When groups of starving and dehydrated Muslim Burmese Rohingya refugees picked up at sea this month accused the Thai military of having abandoned them, the prime minister gave a blanket denial. “Let’s be clear that Thailand has not violated the human rights of the refugees. The military has maintained that it has not breached any humanitarian principles on this issue,” Mr Abhisit said.
Continuing revelations have forced him to order an investigation. However, it is to be carried out by the internal security operations command, a shadowy part of Thailand’s national security apparatus accused of playing a role in the affair, in which 500 people are said to have died.
Mr Abhisit has also come under fire for his administration’s enthusiastic support for the country’s draconian laws on lese-majesty. These are intended to punish those who insult the country’s royal family, but critics say they are being used to muzzle political debate and intimidate opponents.
Pirapan Salirathavibhaga, the justice minister, has said protecting the royal family from insult is his priority. “Whatever is deemed as affecting the monarchy must be treated as a threat to national security.”
Mr Thitinan, the Chulalongkorn political scientist, says the government’s conflation of lese-majesty with national security portends a dangerous path. “The witch hunt could get out of control and we could be looking at a new McCarthyism,” he said.
“These cases are going to undermine [the prime minister’s] whole legitimacy and credibility.
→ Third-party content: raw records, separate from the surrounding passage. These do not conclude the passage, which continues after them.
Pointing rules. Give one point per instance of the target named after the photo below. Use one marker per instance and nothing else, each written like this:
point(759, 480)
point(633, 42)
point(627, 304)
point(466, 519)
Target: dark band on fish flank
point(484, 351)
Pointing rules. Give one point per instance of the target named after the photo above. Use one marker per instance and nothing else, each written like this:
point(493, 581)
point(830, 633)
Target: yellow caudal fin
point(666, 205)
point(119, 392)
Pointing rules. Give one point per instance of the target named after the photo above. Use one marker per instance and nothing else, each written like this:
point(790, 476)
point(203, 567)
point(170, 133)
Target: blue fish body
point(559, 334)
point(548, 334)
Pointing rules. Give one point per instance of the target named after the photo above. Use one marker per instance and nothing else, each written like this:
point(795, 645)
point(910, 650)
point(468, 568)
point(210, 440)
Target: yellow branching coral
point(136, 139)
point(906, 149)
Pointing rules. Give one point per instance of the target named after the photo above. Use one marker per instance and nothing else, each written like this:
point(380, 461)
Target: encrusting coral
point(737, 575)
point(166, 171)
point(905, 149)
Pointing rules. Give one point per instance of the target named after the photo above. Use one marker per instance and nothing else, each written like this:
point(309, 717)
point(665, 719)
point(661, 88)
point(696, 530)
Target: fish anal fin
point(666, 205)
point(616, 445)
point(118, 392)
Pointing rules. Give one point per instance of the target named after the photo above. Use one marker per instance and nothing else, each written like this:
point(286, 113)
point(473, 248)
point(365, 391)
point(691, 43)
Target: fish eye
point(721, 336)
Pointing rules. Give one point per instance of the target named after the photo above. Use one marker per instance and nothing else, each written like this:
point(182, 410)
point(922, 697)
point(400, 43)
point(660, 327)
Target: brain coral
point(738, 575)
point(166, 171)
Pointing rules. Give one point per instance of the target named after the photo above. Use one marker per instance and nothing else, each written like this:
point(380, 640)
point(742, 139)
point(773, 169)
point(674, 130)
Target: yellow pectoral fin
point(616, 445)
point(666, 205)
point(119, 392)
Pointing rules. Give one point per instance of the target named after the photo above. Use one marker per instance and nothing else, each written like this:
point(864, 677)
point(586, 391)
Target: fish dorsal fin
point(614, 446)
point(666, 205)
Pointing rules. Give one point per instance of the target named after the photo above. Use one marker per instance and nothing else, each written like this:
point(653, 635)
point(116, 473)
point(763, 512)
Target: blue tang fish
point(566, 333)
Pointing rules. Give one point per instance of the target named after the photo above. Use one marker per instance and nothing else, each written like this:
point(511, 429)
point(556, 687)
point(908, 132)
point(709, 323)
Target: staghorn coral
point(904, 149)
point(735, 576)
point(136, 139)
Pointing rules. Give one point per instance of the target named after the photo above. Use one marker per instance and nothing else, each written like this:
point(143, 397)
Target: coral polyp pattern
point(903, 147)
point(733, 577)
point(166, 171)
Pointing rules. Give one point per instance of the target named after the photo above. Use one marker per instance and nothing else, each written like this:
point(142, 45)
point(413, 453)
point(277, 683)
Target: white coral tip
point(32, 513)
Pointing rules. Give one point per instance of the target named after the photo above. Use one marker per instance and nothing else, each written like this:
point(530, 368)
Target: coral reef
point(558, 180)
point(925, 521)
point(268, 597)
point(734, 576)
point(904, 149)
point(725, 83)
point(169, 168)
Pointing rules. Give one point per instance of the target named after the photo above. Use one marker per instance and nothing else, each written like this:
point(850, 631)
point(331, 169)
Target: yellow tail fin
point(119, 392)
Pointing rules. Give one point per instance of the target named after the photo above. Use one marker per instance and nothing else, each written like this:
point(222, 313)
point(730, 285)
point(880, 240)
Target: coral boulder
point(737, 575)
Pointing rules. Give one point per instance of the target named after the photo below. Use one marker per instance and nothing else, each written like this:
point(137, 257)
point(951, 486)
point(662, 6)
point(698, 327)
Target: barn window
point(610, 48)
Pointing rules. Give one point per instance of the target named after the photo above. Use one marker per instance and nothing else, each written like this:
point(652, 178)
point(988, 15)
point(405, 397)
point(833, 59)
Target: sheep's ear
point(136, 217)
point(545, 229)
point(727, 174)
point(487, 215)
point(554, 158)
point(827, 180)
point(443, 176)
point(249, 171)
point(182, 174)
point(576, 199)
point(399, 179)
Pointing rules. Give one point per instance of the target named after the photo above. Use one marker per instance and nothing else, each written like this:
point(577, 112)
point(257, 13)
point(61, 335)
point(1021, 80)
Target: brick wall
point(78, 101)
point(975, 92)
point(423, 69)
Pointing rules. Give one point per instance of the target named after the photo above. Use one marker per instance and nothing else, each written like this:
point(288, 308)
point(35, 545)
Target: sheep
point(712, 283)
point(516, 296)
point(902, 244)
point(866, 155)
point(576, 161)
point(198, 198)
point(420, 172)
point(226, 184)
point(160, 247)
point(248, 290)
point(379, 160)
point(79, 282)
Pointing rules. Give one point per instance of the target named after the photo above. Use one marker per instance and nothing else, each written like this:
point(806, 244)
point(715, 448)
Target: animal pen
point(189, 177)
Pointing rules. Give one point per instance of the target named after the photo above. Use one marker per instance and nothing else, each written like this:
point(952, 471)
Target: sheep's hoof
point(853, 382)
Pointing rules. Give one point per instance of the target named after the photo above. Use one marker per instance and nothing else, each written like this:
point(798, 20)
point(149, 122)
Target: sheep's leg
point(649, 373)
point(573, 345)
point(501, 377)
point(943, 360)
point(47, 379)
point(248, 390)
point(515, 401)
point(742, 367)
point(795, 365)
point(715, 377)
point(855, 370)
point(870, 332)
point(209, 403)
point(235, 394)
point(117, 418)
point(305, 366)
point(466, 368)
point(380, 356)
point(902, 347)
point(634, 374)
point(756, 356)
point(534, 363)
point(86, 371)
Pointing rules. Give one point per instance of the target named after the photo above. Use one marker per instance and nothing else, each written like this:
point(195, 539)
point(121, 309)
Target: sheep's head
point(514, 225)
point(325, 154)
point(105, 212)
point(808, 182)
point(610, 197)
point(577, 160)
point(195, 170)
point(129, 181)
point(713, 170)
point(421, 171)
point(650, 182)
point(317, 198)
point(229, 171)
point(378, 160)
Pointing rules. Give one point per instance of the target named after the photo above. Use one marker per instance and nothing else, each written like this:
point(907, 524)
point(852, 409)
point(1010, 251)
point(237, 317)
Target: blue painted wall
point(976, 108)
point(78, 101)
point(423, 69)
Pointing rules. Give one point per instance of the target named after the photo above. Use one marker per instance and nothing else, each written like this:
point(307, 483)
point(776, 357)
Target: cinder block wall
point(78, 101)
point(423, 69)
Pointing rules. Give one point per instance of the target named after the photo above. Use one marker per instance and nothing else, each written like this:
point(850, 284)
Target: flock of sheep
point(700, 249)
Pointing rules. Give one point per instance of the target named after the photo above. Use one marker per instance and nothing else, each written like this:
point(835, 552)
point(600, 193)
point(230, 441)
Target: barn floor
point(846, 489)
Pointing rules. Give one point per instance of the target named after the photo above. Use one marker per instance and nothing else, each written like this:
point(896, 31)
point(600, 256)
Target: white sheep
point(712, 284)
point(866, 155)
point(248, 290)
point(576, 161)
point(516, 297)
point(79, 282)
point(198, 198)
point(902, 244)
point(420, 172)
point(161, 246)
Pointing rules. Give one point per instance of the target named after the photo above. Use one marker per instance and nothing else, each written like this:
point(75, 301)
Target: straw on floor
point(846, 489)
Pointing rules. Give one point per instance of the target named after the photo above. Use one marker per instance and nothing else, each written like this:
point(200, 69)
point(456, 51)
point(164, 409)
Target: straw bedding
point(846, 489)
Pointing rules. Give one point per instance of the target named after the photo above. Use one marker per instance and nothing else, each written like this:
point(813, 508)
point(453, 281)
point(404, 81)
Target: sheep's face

He’s supposed to represent clean government and the rule of law but the gap between rhetoric and reality is getting wider,” said Mr Thitinan.
For the moment, most Thais seem willing to allow Mr Abhisit some leeway to cope with the country’s manifold economic problems, but analysts are warning that time is running short.
Thailand’s divisions have dominated its politics for the past three years.
On the streets, the division appears as a conflict between the red-shirted supporters of Thaksin Shinawatra, the former premier who welded the country’s rural poor into a potent politial force, and the yellow-shirted supporters of the People’s Alliance for Democracy, which draws its support from the country’s middle classes, supported by elements in the army, monarchists and big business.
The PAD managed to paralyse the last government with a series of increasingly disruptive protests. The election of a new government has gone some way to placating the PAD but has enraged Mr Thaksin’s supporters, leading to fears of a return to political paralysis.